The media has struck oil. That’s how it seems anyway. Because lately I’m finding more and more items on the nutrition news web sites about good oil, bad oil, and all the oils in between. And in a couple of recent e-Alerts I’ve joined in with the oil chorus, telling you about the pros and cons of canola oil, and the cons of cooking oil with trans-fatty acids (for which there are no “pros”).

So it’s not a surprise that I’ve also been receiving a greater number of e-mails on the subject of oil. In particular, a couple of comments and questions about flaxseed oil have come my way, with members wondering about the cardiovascular health claims surrounding this remarkable oil and the best ways to ingest it.

We’ll begin this look at flax by first heading down to oil country: Stillwater, Oklahoma.

 

The omega key 

Just last week I came across a flaxseed study from Oklahoma State University. And while the size and conclusions of the research can only be described as “not exactly earth shattering,” the report of this study in the September issue of “The Journal of Clinical Endocrinology and Metabolism” will serve as a good jumping off place for a closer look at flaxseed and flaxseed oil.

Flaxseed contains lignans, a fiber and phytoestrogen with a chemical makeup similar to human estrogen. Lignans are also a good source of alpha-linolenic acid, that is converted by the body into omega-3 fatty acids – compounds that help regulate several key cardiovascular functions such as heart rate, blood pressure, blood vessel dilation and blood clotting. So the Oklahoma researchers set out to study the cardiovascular effects of flaxseed on 36 postmenopausal women.

Half of the group ingested 40 grams of ground flaxseed daily for 3 months. The other half received ground wheat instead of flaxseed for the same period. At the end of the research period, the flaxseed group showed an 8% reduction in the blood level of apolipoprotein B – a molecule that carries cholesterol and is regarded as a better marker for heart disease than cholesterol alone. Total cholesterol levels of the flaxseed group also fell, but both LDL and HDL levels fell – in effect canceling out any benefit in the cholesterol department. The group of women who received the ground wheat showed no changes in cholesterol or apolipoprotein B levels.

As promised, these results are not earth shattering. But there is clearly something going on here, it’s obviously something good for the heart, and the primary active ingredient is omega-3.

3 and 6

Omega-3 and omega-6 are two groups of essential fatty acids. And while we need both in our diet, most modern diets are high in omega-6 and low in omega-3. Which is exactly the reverse of what the ratio should be.

An omega balance that favors omega-6 promotes inflammation and has a negative impact on the body’s immune system. We ingest omega-6 mostly through the consumption of corn, safflower, sunflower and (there it is again) canola oils – all commonly used in food processing.

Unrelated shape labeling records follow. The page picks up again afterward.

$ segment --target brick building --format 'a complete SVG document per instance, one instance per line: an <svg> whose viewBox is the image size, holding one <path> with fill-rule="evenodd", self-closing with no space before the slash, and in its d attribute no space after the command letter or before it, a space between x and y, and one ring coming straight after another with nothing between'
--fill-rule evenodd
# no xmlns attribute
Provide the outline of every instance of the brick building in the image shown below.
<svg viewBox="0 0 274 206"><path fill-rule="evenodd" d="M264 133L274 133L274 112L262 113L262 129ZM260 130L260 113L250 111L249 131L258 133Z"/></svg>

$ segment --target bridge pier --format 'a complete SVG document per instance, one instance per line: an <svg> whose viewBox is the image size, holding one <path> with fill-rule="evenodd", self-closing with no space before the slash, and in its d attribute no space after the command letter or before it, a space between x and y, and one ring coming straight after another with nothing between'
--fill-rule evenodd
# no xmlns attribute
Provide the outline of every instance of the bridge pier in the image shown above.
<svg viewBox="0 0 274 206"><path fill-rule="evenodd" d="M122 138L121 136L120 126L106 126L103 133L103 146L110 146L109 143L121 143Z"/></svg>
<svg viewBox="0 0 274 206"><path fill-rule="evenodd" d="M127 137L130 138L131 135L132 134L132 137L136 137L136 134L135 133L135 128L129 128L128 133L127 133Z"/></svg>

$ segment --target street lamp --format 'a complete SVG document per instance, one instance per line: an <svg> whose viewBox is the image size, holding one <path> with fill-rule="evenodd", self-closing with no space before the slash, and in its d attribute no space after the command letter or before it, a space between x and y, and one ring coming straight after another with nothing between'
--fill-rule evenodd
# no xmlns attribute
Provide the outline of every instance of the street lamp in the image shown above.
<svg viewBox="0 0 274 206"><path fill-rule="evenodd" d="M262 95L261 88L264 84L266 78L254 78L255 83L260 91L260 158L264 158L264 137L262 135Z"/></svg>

The primary source of omega-3 is fish, especially dark-meat fish like salmon, swordfish and tuna. If you want to avoid mercury, a high quality fish oil supplement is a good source as well. Interestingly, both omega-3 and omega-6 are present in beef. But if the source cattle of your beef have been fed grain, omega-6 will be the larger balance, and if the cattle have been fed grass, omega-3 will prevail. Unfortunately, most of the commercial beef (especially in grocery stores) comes from grain-fed cattle. Even grass-fed cattle are usually fattened with grain feed in the days just before slaughter. (One member wrote to me last fall to suggest we buy only “grass-finished” beef.)

Send in the flax 

And then there’s flaxseed oil. Flaxseed and flaxseed oil both have a very high omega-3 content and an excellent balance of omega-3 to omega-6. A tablespoon of flaxseed oil contains approximately 8 grams of omega-3 fatty acids, but only 2.2 grams of omega-6. No other oil comes close to this beneficial balance. This is why flaxseed oil is sold in health food stores as a supplement – usually refrigerated in dark bottles to insure freshness and prevent oxidation. And while flaxseed oil can be used for cooking, the effectiveness of the omega-3 content is lost when the oil is heated.

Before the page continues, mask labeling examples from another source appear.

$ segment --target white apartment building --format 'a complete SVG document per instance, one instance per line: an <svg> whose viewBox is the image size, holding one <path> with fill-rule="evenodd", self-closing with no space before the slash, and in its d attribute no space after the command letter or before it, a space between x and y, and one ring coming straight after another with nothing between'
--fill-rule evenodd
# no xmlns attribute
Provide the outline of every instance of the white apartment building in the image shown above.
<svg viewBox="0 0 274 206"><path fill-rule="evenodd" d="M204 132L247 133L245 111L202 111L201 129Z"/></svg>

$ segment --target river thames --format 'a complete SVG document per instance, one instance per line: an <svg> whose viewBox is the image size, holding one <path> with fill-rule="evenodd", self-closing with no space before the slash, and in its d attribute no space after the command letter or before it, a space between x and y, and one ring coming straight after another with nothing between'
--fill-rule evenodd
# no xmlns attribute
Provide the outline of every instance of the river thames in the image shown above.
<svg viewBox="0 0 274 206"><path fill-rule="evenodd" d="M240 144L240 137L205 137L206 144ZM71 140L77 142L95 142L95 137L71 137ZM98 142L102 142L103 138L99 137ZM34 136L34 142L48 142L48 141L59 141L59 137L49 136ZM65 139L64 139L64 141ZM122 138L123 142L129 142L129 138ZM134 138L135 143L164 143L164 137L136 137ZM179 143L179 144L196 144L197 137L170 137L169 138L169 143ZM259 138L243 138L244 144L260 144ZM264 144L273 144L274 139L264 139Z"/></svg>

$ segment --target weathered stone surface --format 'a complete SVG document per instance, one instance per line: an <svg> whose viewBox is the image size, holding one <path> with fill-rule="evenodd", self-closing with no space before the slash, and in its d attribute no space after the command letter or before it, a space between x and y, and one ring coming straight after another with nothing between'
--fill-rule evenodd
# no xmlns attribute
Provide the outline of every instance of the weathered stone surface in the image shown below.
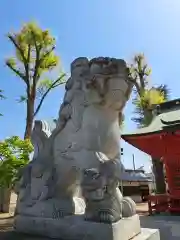
<svg viewBox="0 0 180 240"><path fill-rule="evenodd" d="M142 228L141 234L134 237L133 240L160 240L159 230Z"/></svg>
<svg viewBox="0 0 180 240"><path fill-rule="evenodd" d="M134 202L118 188L119 117L132 90L126 63L78 58L65 88L55 128L35 122L35 155L19 182L14 226L78 240L118 239L124 231L128 240L140 225Z"/></svg>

Another way to get the omega-3 benefits of flaxseed is to crush the seeds and eat them raw. Like the oil, the flaxseeds have a nutty taste, but at least two sources I found indicated that eating the whole seeds is not as beneficial as taking a spoonful of the oil. One of the things that flaxseed oil does best is to transport vitamin A (a fat soluble vitamin) to cells throughout the body, giving a boost to the immune system. Ingesting the seeds won’t have this same effect on vitamin A. In addition, the seeds contain a protective enzyme inhibitor that keeps them dormant until they meet optimal growing conditions. Apparently these inhibitors can sometimes be hard on digestive enzymes, resulting in gas and an upset stomach.

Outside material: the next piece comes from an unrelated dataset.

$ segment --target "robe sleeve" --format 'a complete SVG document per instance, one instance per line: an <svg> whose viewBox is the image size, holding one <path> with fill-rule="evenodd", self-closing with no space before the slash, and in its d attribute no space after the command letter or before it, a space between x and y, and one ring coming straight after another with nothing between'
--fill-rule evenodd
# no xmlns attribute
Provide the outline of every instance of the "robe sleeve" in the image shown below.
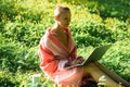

One important word of caution: While some studies have suggested that the alpha-linolenic acid in flaxseed and other plant oils may be helpful in slowing the growth of cancers of the breast and colon, a number of other studies have shown that alpha-linolenic acid intake may create an increased risk for prostate cancer. Based on these studies, men with prostate cancer, and those with elevated PSA levels, should not take flaxseed oil. And, while ground flaxseed delivers far less alpha-linolenic acid, it’s still better for those men to avoid the seeds as well. (I’ll mention again that this is Prostate Cancer Awareness Month and a perfect time to visit the web site “prostateforum.com.” It’s the first source I go to for information on prostate cancer health.)

Striking the balance

In a number of important studies that came before the modest efforts of the Oklahoma State University study, omega-3 fatty acids have been shown to improve cell function in the lining of the heart and blood vessels, lower triglyceride levels, and inhibit platelet clumping. Furthermore, they may also be helpful in the prevention of diabetes, arthritis, hypertension and even cancer. Those are amazing benefits, considering they’re all available from a single source.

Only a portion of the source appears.